Paul Sorrell - April 1, 2013

Director: Michael Haneke Reviewer: Paul Sorrell 

With its one-word title functioning as both a statement and a question, Amour is a perceptive, compassionate and deeply intelligent study of an elderly couple struggling to cope with the sudden impact of illness and disability. It is a film about intimacy, tenderness, patience and devotion, but also about fragility and frustration and the limits of commitment when one person is faced with caring for someone who can do almost nothing for themselves.

Anne and Georges Laurent are retired piano teachers who have produced a succession of successful young concert performers and now live a limited but contented life in their rambling Parisian apartment. Rather shabby now, their home still retains signs of its former elegance. Through skilful camerawork and dialogue, Haneke draws us into the couple’s domestic routine so that we become intimate observers, almost part of the family. When at breakfast one morning, Anne suddenly becomes totally unresponsive for several minutes, we are as shocked and bewildered as Georges.
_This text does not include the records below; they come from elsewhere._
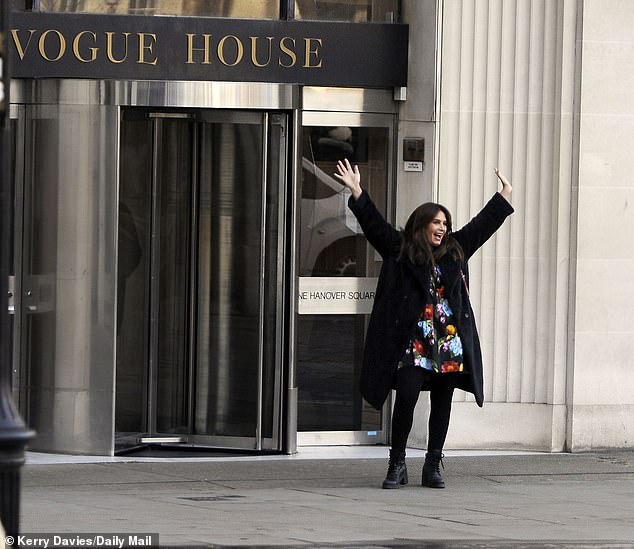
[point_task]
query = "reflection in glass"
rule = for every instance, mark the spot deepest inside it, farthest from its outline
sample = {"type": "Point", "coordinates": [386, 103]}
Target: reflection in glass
{"type": "Point", "coordinates": [359, 11]}
{"type": "Point", "coordinates": [330, 347]}
{"type": "Point", "coordinates": [249, 9]}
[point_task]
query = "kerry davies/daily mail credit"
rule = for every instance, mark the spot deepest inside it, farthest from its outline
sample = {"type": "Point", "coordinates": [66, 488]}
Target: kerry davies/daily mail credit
{"type": "Point", "coordinates": [53, 541]}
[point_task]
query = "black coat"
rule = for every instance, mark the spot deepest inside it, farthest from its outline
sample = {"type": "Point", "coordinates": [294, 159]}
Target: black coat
{"type": "Point", "coordinates": [403, 290]}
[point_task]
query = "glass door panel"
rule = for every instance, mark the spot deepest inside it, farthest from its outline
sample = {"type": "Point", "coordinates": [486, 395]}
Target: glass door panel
{"type": "Point", "coordinates": [228, 280]}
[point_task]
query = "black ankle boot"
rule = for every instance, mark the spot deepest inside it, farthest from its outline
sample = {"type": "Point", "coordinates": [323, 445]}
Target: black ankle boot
{"type": "Point", "coordinates": [396, 471]}
{"type": "Point", "coordinates": [431, 470]}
We learn that a stroke has paralyzed one side of Anne’s body, and the rest of the film charts Georges’ struggle to deal with his wife’s gradually deteriorating condition. We see the couple learning to cope with a wheelchair, bathing and toileting. Following a second stroke, Anne loses the power to communicate and calls out mutely to indicate her inner distress.

Apart from the brief opening scene set in the theatre, the whole film is shot in the Laurents’ apartment. Their enclosed world is penetrated from time to time by messengers from outside – visits from their daughter, nursing staff or a former pupil; a photo album that recalls a past life in which Anne was active and full of life; a pigeon that repeatedly flies in through an open window. At one point we are shown a series of tightly framed shots of oil paintings of the French countryside – the closest we come to the external world of which Anne and Georges were once a part.
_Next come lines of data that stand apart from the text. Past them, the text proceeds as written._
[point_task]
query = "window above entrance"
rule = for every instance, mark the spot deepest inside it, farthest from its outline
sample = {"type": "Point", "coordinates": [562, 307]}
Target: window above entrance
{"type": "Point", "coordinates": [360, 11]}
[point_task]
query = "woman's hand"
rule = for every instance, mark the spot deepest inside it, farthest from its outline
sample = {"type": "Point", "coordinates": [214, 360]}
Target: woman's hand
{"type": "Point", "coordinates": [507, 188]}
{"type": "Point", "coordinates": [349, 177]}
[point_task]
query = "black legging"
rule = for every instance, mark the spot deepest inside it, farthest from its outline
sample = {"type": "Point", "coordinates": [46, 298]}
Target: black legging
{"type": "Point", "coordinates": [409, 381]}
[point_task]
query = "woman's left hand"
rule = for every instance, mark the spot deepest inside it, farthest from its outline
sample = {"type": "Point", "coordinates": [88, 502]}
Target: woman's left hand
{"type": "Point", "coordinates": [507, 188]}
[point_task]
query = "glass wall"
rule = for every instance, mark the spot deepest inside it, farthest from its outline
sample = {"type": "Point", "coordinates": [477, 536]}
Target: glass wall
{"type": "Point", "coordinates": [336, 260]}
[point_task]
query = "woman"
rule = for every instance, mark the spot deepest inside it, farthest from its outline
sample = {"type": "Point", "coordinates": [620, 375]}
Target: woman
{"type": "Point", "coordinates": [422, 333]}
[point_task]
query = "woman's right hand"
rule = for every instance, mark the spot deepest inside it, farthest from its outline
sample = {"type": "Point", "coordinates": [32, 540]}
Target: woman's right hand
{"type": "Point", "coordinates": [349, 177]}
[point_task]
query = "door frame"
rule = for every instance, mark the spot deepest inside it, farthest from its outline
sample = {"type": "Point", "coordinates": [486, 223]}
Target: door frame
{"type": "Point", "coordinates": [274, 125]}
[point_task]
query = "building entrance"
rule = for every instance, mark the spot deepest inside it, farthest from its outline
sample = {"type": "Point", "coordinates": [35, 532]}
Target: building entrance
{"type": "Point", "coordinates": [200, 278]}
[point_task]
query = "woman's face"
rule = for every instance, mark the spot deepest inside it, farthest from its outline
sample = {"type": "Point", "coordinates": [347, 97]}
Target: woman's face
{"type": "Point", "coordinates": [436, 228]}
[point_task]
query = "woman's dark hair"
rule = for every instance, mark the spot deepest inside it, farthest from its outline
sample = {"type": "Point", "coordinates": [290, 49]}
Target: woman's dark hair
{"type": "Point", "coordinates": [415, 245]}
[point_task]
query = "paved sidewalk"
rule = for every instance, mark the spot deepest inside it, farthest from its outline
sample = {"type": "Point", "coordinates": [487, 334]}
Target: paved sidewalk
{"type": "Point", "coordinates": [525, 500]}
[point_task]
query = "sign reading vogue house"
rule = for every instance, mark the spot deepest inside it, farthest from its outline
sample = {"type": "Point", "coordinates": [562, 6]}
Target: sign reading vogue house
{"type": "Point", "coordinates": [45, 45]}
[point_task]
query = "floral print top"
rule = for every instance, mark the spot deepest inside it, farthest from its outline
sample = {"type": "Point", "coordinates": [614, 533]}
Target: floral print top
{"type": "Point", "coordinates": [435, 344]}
This beautiful and disturbing film reveals many facets as it slowly unfolds before our gaze. One one level it is educational, helping viewers prepare for caring for partners or parents who will inevitably decline with increasing age. It also asks how, in situations like this, the dignity of the defenceless can be preserved, as well as the sanity of those who may be tempted to take on more than their physical and mental resources will allow.

Published in Tui Motu Magazine. April 2013: 29.